• We install the necessary libraries.
  • We use a library called cdqa which stands for Closed Domain Q and A

Below is the high level architecture of BERT

  • There is a Retreiver Model

  • There is a Reader Model

  • A question is sent to both the Models and the Reader gets the answer from retreived list of documents

image.png

!pip install cdqa
from tika import parser
from ast import literal_eval

from cdqa.utils.converters import pdf_converter
from cdqa.utils.filters import filter_paragraphs
from cdqa.pipeline import QAPipeline
from cdqa.utils.download import download_model
/usr/local/lib/python3.6/dist-packages/tqdm/autonotebook/__init__.py:18: TqdmExperimentalWarning: Using `tqdm.autonotebook.tqdm` in notebook mode. Use `tqdm.tqdm` instead to force console mode (e.g. in jupyter console)
  " (e.g. in jupyter console)", TqdmExperimentalWarning)
import pandas as pd
import os, sys, re

Download PDFs

In the below cell, we provide a list of URLs to certain PDFs.

This list can be changed as per the requirement to download any PDFs

url_list = 
[
'https://docs.oracle.com/en/cloud/saas/analytics/fawag/administering-oracle-fusion-analytics-warehouse.pdf',
'https://docs.oracle.com/en/cloud/saas/analytics/faiae/implementing-oracle-fusion-erp-analytics.pdf',
'https://docs.oracle.com/en/cloud/saas/analytics/fawug/using-oracle-fusion-analytics-warehouse.pdf'
]
def download_pdf(url_list):
    import os
    import wget
    directory = './content/pdf/'
    models_url = url_list

    if not os.path.exists(directory):
        os.makedirs(directory)
    for url in models_url:
        wget.download(url=url, out=directory)

    print('\nDownloaded PDF files...')
download_pdf(url_list)
Downloaded PDF files...

Convert PDFs to Dataframe

The dataframe should be in the below format for cdqa library objects/classes i.e.

Document Title , List of Paragraphs of that Document

documents_as_dataframe = pdf_converter("./content/pdf", include_line_breaks=False, min_length=200)
2020-12-16 09:42:25,559 [MainThread  ] [INFO ]  Retrieving http://search.maven.org/remotecontent?filepath=org/apache/tika/tika-server/1.19/tika-server-1.19.jar to /tmp/tika-server.jar.
2020-12-16 09:42:26,523 [MainThread  ] [INFO ]  Retrieving http://search.maven.org/remotecontent?filepath=org/apache/tika/tika-server/1.19/tika-server-1.19.jar.md5 to /tmp/tika-server.jar.md5.
2020-12-16 09:42:26,979 [MainThread  ] [WARNI]  Failed to see startup log message; retrying...
def delete_pdf():
  import shutil
  directory = './content/pdf/'
  shutil.rmtree(directory) 
delete_pdf()
len(documents_as_dataframe)
3
documents_as_dataframe.head()
title paragraphs
0 implementing-oracle-fusion-erp-analytics [Oracle Cloud, Implementing Fusion ERPAnalytic...
1 administering-oracle-fusion-analytics-warehouse [Administering Oracle Fusion Analytics Warehou...
2 using-oracle-fusion-analytics-warehouse [Using Oracle Fusion Analytics Warehouse , Ora...

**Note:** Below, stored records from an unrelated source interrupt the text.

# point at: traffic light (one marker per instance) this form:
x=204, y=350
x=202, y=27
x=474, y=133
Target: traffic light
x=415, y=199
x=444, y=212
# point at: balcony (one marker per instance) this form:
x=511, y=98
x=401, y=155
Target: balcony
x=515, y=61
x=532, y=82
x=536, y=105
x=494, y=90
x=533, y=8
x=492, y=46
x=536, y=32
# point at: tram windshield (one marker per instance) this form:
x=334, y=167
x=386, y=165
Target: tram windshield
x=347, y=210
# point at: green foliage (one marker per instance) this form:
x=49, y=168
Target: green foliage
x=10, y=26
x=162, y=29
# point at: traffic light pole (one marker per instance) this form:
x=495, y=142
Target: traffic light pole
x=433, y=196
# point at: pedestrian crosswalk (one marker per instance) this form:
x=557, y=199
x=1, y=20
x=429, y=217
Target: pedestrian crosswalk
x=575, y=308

Below, we download the pretrained BERT model.

The Retreiver and the Reader are both pretrained on Stanford Question Answer Dataset ie. SQuAD

This is a large corpus based on Wikipedia.

download_model(model='bert-squad_1.1', dir='./models')
Downloading trained model...

Below, we create an instance of a Pipeline Class which does the following:

  • Accepts the question posed by the user

  • Retreives the relevant documents from the list of documents which might have the answer to the question. Retreiver passes these documents to the Reader.

  • Reader will then get the relevant paragraph from the curated list of documents obtained in above step and provide that as prediction

doc_qna_pipeline = QAPipeline(reader='./models/bert_qa.joblib', max_df=1.0)
100%|██████████| 231508/231508 [00:00<00:00, 4364386.66B/s]

Here we are fine tuning the Retreiver to work with our PDF documents.

We are not fine tuning the Reader but we can if required.

doc_qna_pipeline.fit_retriever(df=documents_as_dataframe)
QAPipeline(reader=BertQA(adam_epsilon=1e-08, bert_model='bert-base-uncased',
                         do_lower_case=True, fp16=False,
                         gradient_accumulation_steps=1, learning_rate=5e-05,
                         local_rank=-1, loss_scale=0, max_answer_length=30,
                         n_best_size=20, no_cuda=False,
                         null_score_diff_threshold=0.0, num_train_epochs=3.0,
                         output_dir=None, predict_batch_size=8, seed=42,
                         server_ip='', server_po..._size=8,
                         verbose_logging=False, version_2_with_negative=False,
                         warmup_proportion=0.1, warmup_steps=0),
           retrieve_by_doc=False,
           retriever=BM25Retriever(b=0.75, floor=None, k1=2.0, lowercase=True,
                                   max_df=1.0, min_df=2, ngram_range=(1, 2),
                                   preprocessor=None, stop_words='english',
                                   token_pattern='(?u)\\b\\w\\w+\\b',
                                   tokenizer=None, top_n=20, verbose=False,
                                   vocabulary=None))

An example of Model's Prediction

query = 'What are KPIs?'
prediction = doc_qna_pipeline.predict(query, n_predictions=1)
prediction[0]
('ameasure and a target',
 'using-oracle-fusion-analytics-warehouse',
 'Organizations seeking to manage and improve performance often define keyperformance indicators (KPIs) to measure their progress. KPIs are comprised of ameasure and a target and usually analyzed by dimensions such as organization,customer, product, and geography. KPIs can help organizations quickly focus onactivities that have the greatest impact on business performance.',
 9.276533050152022)

Predicted Output

print('The content is available in the doc ->  {}'.format((prediction[0])[1]))

print('\n')

print('The content is -> {}'.format((prediction[0])[2]))
The content is available in the doc ->  using-oracle-fusion-analytics-warehouse


The content is -> Organizations seeking to manage and improve performance often define keyperformance indicators (KPIs) to measure their progress. KPIs are comprised of ameasure and a target and usually analyzed by dimensions such as organization,customer, product, and geography. KPIs can help organizations quickly focus onactivities that have the greatest impact on business performance.